Pero diez segundos antes era poco tiempo, resultaba fácil liarse y… hacer trampa. El chico siguiente podía decir algo como: «Justo en ese momento un pájaro muy grande, un buitre de los Andes, creo, bajó volando. Careless se agarró a su cuello e hizo que lo sacara de la arena movediza».

Cuando el monitor preguntaba «¿Lo consiguió?», había que levantar la mano si se creía que sí o dejarla quieta si se creía que había fallado. En el caso del buitre andino, lo más seguro era que al chico le invitasen a dejar el círculo.

«¿Puedes tú, Paul? —se preguntó en sueños—. Sí. Es así como sobrevivo. Es así como he llegado a mantener casas en Nueva York y en Los Angeles y más hierro rodante del que hay en algunos parques de coches usados. Porque puedo y no es algo por lo que tenga que disculparme, maldición. Hay montones de tipos que escriben mejor prosa que yo y que entienden mejor lo que es la gente y el supuesto significado de la Humanidad, demonios, ya lo sé. Pero cuando el monitor pregunta ¿lo consiguió?, sólo levantarían la mano unos pocos. En cambio, por mí se levantan muchas manos, o por Misery…, pues al final creo que los dos somos iguales. ¿Lo conseguí? Sí. Apuesta lo que sea. Hay en este mundo un millón de cosas que no sé hacer. No puedo batear una pelota, ni siquiera en la secundaria. No puedo arreglar un grifo que gotea. No puedo patinar ni dar un acorde en la guitarra que no suene a mierda. Dos veces he intentado el matrimonio y en ninguna lo conseguí. Pero si quiere alguien que lo saque del círculo, que lo asuste, que lo seduzca con una historia, que le haga llorar o sonreír, eso sí que puedo. Puedo traerlo y llevarlo hasta que grite basta. Soy capaz de hacerlo. Claro que sí».
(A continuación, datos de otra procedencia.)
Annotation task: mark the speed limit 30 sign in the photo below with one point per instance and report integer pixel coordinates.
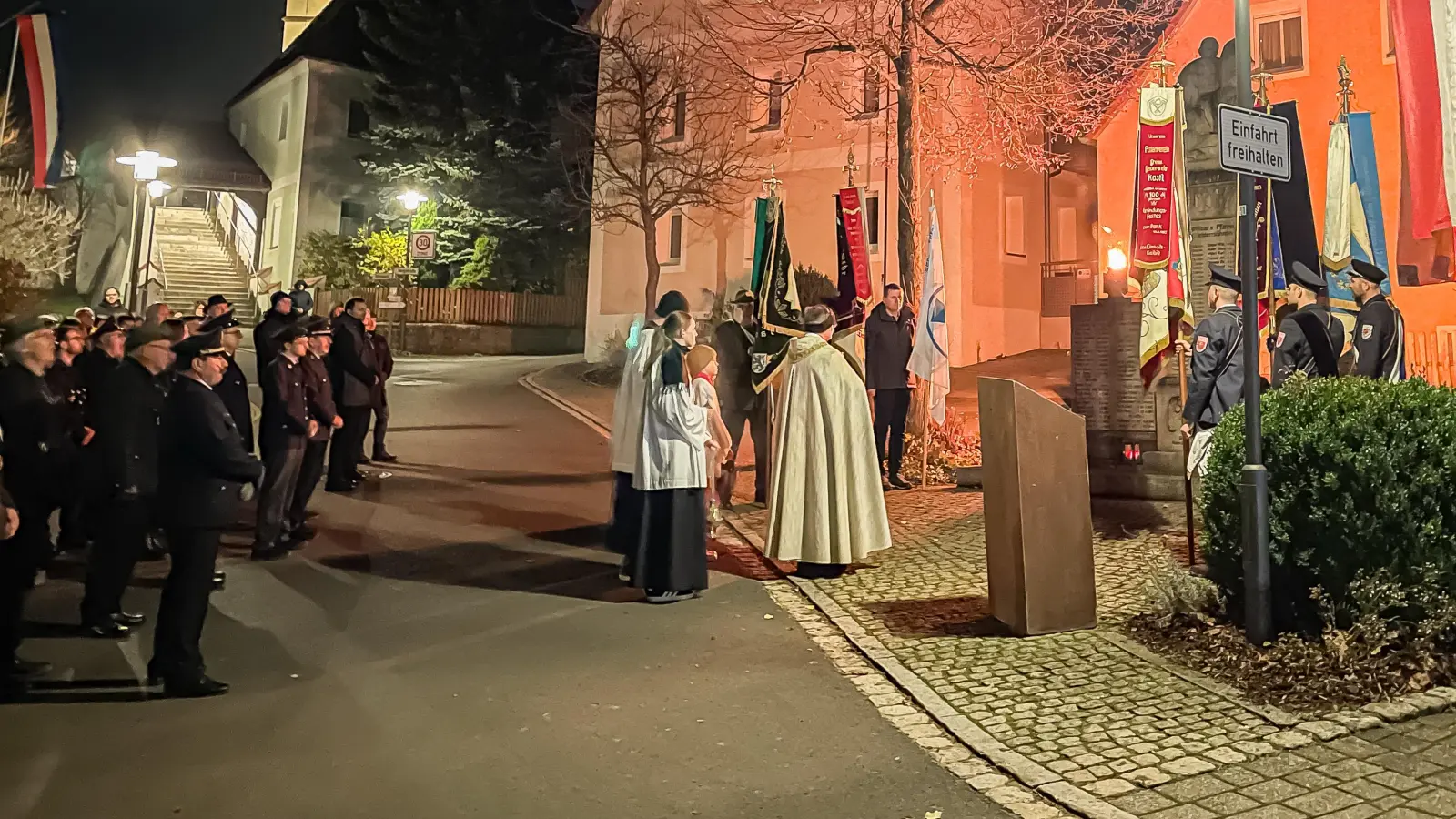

La insolente voz del joven pistolero mecánico susurró en medio del sueño, que cada vez se hacía más profundo:

«Lo que tenemos aquí, amigos, es una mezcla importante de grandilocuencia y espacio en blanco».

«¿Puedes? ¡Claro que puedo!».

«¿Lo consiguió?», inquirió la máquina convertida en monitor.

«No. Hizo trampas. En El hijo de Misery, el doctor no fue a la casa. Tal vez todos ustedes olvidaron lo que pasó la semana pasada. Pero un ídolo de piedra nunca olvida. Paul, debe salir del círculo. Perdónenme, por favor. Ahora tengo que aclarar. Ahora tengo que…».